25 January 2007

Borderlands

Another matter will probably be "put in order and forgotten" soon, to use former Prime Minister Māris Gailis' words to describe the likely outcome of the debate in the Saeima, Latvia's parliament, on whether to sign the Border Agreement with the Russian Federation and drop the declaration emphasizing the Republic of Latvia's legal continuity, the which declaration was and is completely unacceptable to Russia.

Except for the rightists in For Fatherland and Freedom, the governing coalition, the President, and "the Russian parties" in the opposition are determined to "put things in order" pragmatically, whilst the center-right New Era and the "Fatherlanders" are convinced that the Border Agreement does not sufficiently guarantee continuity (one of the sacred cows of Lettish politics, reflected in Latvia's well-known refusal to automatically grant blanket citizenship to those who settled here during the occupation and their descendants). New Era is determined to force a popular referendum on the issue (which, according to some, is required by the Satversme, Latvia's constitution). A small crowd is demonstrating outside parliament as I write... I will try to blog about this brouhaha as events continue to unfold, time permitting. A good article on the background of this issue, by Vladimir Socor, is available at the Jamestown Foundation site. I wrote most of the Wikipedia article on the holy calf in question, the Abrene District, last winter (I'm taking a "Wikibreak," revolted by the tenor of the edit wars, so I'm linking to the last version I feel comfortable putting my name to).

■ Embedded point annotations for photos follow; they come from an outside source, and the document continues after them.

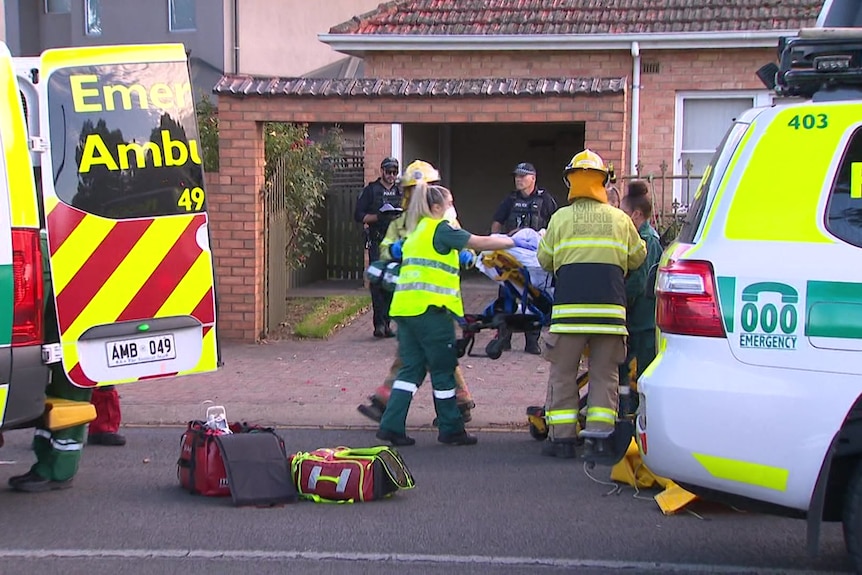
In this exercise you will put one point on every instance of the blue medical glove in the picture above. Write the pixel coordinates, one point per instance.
(395, 250)
(467, 259)
(526, 243)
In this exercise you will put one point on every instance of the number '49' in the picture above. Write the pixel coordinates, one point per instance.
(191, 199)
(809, 122)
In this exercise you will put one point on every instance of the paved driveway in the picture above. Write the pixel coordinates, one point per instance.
(320, 383)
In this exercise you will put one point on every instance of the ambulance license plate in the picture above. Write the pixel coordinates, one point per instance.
(141, 350)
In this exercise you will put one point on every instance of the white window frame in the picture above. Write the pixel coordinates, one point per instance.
(170, 19)
(87, 30)
(758, 97)
(55, 11)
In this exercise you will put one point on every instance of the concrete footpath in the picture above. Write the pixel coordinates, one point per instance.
(319, 383)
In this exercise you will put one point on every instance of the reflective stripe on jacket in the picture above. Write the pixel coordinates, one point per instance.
(427, 278)
(590, 246)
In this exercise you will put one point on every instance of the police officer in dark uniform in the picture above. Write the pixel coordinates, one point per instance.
(527, 207)
(376, 195)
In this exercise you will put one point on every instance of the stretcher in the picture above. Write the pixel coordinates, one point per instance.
(524, 300)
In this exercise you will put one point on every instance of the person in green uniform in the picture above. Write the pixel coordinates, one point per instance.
(640, 312)
(427, 294)
(397, 230)
(58, 452)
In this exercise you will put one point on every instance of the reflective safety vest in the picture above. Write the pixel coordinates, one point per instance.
(590, 246)
(427, 278)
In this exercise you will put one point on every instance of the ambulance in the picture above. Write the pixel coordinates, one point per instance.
(755, 396)
(102, 193)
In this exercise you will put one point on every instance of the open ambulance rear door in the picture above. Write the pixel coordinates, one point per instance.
(125, 204)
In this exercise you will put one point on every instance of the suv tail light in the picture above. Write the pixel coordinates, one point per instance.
(686, 302)
(28, 299)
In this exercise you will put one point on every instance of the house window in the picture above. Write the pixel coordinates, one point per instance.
(58, 6)
(702, 120)
(182, 15)
(93, 10)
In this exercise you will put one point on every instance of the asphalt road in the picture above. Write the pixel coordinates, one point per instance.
(497, 507)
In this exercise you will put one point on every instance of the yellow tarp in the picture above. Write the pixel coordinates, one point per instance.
(631, 470)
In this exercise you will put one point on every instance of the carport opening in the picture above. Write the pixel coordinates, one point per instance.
(476, 160)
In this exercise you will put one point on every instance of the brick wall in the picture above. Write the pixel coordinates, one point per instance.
(235, 206)
(693, 70)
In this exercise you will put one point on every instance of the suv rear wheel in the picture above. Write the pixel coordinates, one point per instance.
(852, 518)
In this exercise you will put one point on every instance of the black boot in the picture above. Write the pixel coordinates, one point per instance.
(504, 336)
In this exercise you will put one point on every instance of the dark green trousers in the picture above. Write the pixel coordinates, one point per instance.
(58, 453)
(641, 346)
(426, 343)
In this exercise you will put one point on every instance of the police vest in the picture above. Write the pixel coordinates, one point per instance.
(384, 196)
(527, 212)
(427, 278)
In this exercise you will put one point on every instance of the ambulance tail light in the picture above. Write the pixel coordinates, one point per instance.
(686, 302)
(28, 297)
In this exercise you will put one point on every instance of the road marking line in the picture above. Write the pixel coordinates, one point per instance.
(249, 554)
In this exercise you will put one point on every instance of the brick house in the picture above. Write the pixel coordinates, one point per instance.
(475, 89)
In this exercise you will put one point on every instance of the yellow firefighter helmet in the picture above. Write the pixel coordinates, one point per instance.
(417, 171)
(586, 160)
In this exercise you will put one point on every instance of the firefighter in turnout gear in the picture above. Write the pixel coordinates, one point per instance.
(528, 206)
(427, 298)
(416, 171)
(382, 192)
(591, 247)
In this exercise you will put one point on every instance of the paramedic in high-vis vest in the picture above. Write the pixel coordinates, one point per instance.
(416, 171)
(590, 246)
(58, 452)
(427, 299)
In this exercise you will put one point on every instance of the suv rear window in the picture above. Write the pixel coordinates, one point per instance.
(124, 141)
(844, 208)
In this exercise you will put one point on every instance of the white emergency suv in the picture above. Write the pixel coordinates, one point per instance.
(755, 397)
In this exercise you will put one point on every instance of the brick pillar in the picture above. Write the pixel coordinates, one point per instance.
(378, 145)
(607, 135)
(236, 211)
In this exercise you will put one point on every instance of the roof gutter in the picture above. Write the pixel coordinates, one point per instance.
(359, 44)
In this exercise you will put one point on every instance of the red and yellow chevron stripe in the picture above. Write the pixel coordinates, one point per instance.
(106, 271)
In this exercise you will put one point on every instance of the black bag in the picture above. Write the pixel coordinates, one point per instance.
(257, 469)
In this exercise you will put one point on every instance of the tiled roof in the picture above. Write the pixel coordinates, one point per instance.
(519, 17)
(399, 87)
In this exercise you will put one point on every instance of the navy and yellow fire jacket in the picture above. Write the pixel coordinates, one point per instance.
(590, 246)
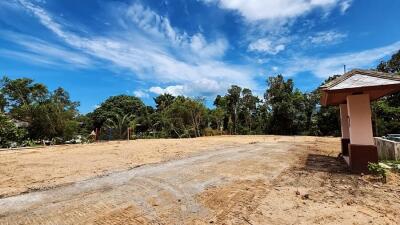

Putting things in order is always, er, orderly, and my personal view of "putting things behind us" and looking to the future is... is ambivalent, I guess? My ears prick up instinctively at the word "forget," however, and readers of this blog know that I have some trouble with letting bygones be bygones if amnesia is required. Yesterday a friend of mine, my wife and I drove northward on the suddenly icy roads of Latgola (the Italianate winter hath ended, and the buds of the lilacs in their blackness doth promise a bleak spring) (empty roads, mostly -- much of the population is in Ireland, and many of those who aren't haven't the money for gas) to a village (if that -- a few crumbling houses, a khrushchovka, a half-empty shop and austere bar) that bears the charming name of Naudaskalns, Money Hill. My friend's a journalist, and the purpose of the drive was an interview with Leontīns Vizulis, who recently celebrated his seventieth birthday (in Latvia, where men die young, that's old). Vizuļa kungs is a peasant, as he says. Like many a Latvian peasant, he has countless books piled unto the sagging ceiling of his Soviet flat, a truly remarkable erudition, a lively intellect, a fine education, and a keen sense of the virtues. Now that the nation is no longer agrarian -- something laissez-faire accomplished with the scary speed communism was incapable of even before "the stagnation" -- his breed will surely be rare.

Leontīns Vizulis was and is the chairman of a fledgling association of people from Abrene -- abrenieši. When a state "puts things in order," it has a sad tendency to forget real people and real places, methinks. Māris Gailis, stellar yachtsman that he is, couldn't fork over a thousand lati to Vizuļa kunga proto-NGO when he was Premier. People like Vizuļa kungs are inconvenient -- we are, after all, marching headlong into the gloriously globalized world, what with the fastest growing economy in Europe. Word has it that the Border Agreement is important to those pandering Latvian dairy products. Maybe it's the truckers, or the sprat canneries. More likely, it's gas or the gray economy.

The town of Abrene didn't exist until the region became a part of newborn Latvia -- it was a train station, a strategically important railway junction, and some shacks. Forty-five Latvian soldiers died to capture it. Vizuļa kungs is a realist -- there is no way Russia will give back the land it stole in 1944, and the abrenieši don't even want it back, or not at the moment. They are happy on this side of the border, many having fled to the Latvian SSR when the chekists would drag the kulaks from their houses, strip them naked, and drench them with water. The abrenieši have modest demands -- recognition of their history, compensation for their farms (land is compensated for -- by Latvia, not Russia, but buildings are... forgotten), and an easing of visa regulations and costs for those who would like to tend their family graves. Some people call Vizuļa kungs an extremist. He hands you carefully made drafts of the lost county's seal he commissioned, the proportions precise, with annotations referencing heraldic commissions, and he struggles to publish books on paper of the quality of Soviet toilet paper, that rarity, containing scholarly articles and reminiscences and advertisements from companies not as afraid of inconvenient folk as the government is, and so willing to offer a few lati to people who won't forget. Letters from the association to the powers that be often go unanswered. Many of the people fleeing Abrene ended up in Balvi, five kilometers north of Naudaskalns. It is one of the poorest areas in Latvia, a town burned down by the retreating Nazi forces.

People rebuild. Don't ask them to forget.

The photograph of Abrene in the interbellum is from the official website of Pytalovo. Many photos from that period are captioned with that undead term, "
Буржуазной республики" -- "of the bourgeois republic." It was "the bourgeois republic" that constructed the town, including its then-modern schools.